YARN finishing

YARN finishing

1. Introduction of YARN
  • It is a resource management and task scheduling framework, which mainly includes three modules:

    • ResourceManager(RM): Responsible for monitoring, allocation and management of all resources

    • ApplicationMaster(AM): Responsible for scheduling and coordination of each application

    • NodeManager(NM): responsible for each node maintenance

  • For all applications, RM has absolute control and resource allocation rights. And each AM will negotiate resources with RM. At the same time, communicate with NodeManager to execute and monitor tasks.

2. Introduction of the three major components of YARN
  • ResourceManager

  1. ResourceManager is responsible for resource management and allocation of the entire cluster and is a global resource management system.

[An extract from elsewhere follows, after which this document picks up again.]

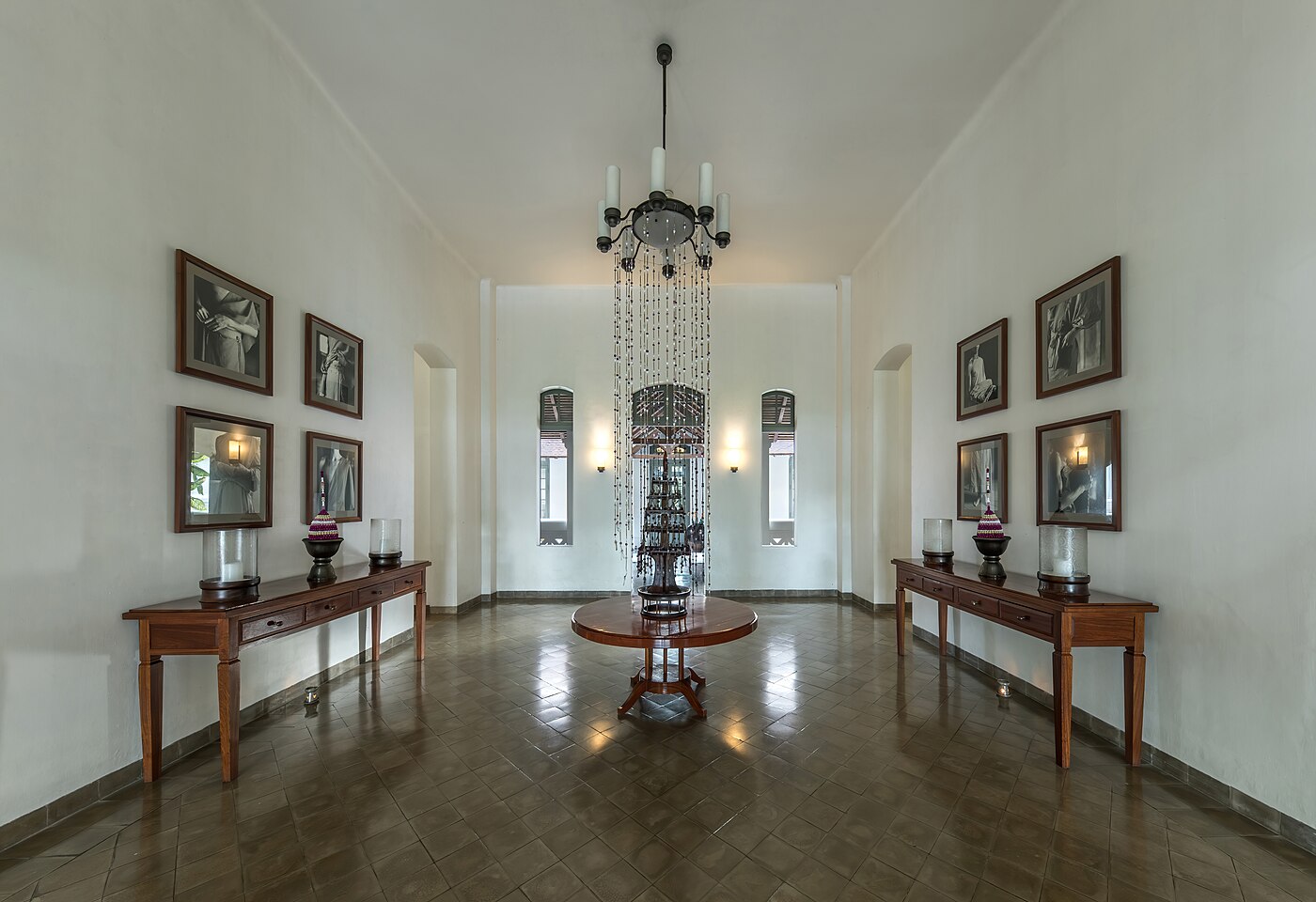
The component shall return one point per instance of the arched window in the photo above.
(778, 468)
(556, 460)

  2. NodeManager reports resource usage (mainly CPU and memory usage at present) to ResourceManager by heartbeat. RM only accepts NM's resource return information, and for specific resource processing, it is handed over to NM itself

  3. The YARN Scheduler allocates resources according to the application's request, and is not responsible for the monitoring, tracking, running status feedback, and startup of the application job.

  • NodeManager

  1. NodeManager is the resource and task manager on each node. It is the agent that manages this machine, is responsible for the operation of the node program, and the management and monitoring of the node's resources. Each node of a YARN cluster runs a NodeManager.

  2. NodeManager regularly reports to ResourceManager the usage of resources (CPU, memory) of this node and the running status of Container. When the ResourceManager goes down, the NodeManager automatically connects to the RM standby node.

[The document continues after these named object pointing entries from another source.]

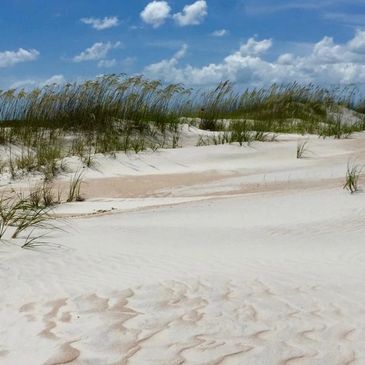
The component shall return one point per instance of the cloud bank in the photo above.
(11, 58)
(98, 51)
(101, 24)
(155, 13)
(326, 63)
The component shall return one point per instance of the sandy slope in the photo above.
(220, 255)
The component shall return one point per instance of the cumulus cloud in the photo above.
(220, 33)
(10, 58)
(327, 63)
(192, 14)
(96, 52)
(32, 83)
(101, 24)
(107, 63)
(156, 13)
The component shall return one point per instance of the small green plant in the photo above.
(18, 214)
(302, 148)
(352, 177)
(75, 187)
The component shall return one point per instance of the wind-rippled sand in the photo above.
(242, 266)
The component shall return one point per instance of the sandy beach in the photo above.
(197, 255)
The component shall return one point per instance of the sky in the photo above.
(197, 43)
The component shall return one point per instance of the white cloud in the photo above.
(326, 63)
(101, 24)
(32, 83)
(156, 13)
(192, 14)
(10, 58)
(96, 52)
(55, 79)
(107, 63)
(220, 33)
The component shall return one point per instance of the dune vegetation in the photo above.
(114, 113)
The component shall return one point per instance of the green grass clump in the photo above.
(19, 215)
(353, 174)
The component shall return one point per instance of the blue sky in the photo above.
(251, 42)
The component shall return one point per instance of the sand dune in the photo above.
(259, 259)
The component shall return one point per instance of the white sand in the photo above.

  3. NodeManager receives and processes various requests from ApplicationMaster to start, stop and other Containers.

  • ApplicationMaster

  1. Each application submitted by the user contains an ApplicationMaster, which can run on machines other than the ResourceManager.

  2. Responsible for negotiating with the RM scheduler for resources (represented by Container).

  3. The obtained tasks are further allocated to internal tasks (secondary allocation of resources).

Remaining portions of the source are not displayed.